Hacker News new | ask | show | jobs
by nkozyra 4413 days ago
It seems like a timeout is less reliable/safe than some broadcast/ping mechanism that can check availability perpetually and if a node has disappeared the validity of the lock changes.

Trying to remember which distributed system model it is that sort of does this. Ring? Mesh?

2 comments

For such a model to work I believe you need a distributed replicated state machine, and the clients to be an active part of the distributed system (not just participating doing requests), being able to reply to pings. Yes, there is a safety advantage in the model you describe, as if the time taken to finish with an operation is larger than expected, the other clients may want to wait more, but in the practice:

1) What you do if the client replies to pings but takes an apparently never ending time to perform the operation on the shared resource?

2) What about if the client is correctly operating on the shared resource but the only component which is failing is the system you use to check its availability?

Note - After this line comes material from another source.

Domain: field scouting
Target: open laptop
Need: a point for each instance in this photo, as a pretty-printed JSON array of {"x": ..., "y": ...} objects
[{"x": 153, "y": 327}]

1) I think a mix of the two approaches would work here - an actual timeout to a lock but not the only way of keeping a lock

2) I suppose that's always possible, but then what would happen is the lock would be released. Not ideal behavior but also not one that presents a data reliability issue.

That could increase throughput if you have a lot of crashing nodes but how does it improve safety or reliability?
Safety? It doesn't. Reliability? because it would prevent another node from acquiring a held lock if a server is available and release a lock if a server goes down.

There would never be a dirty read possible.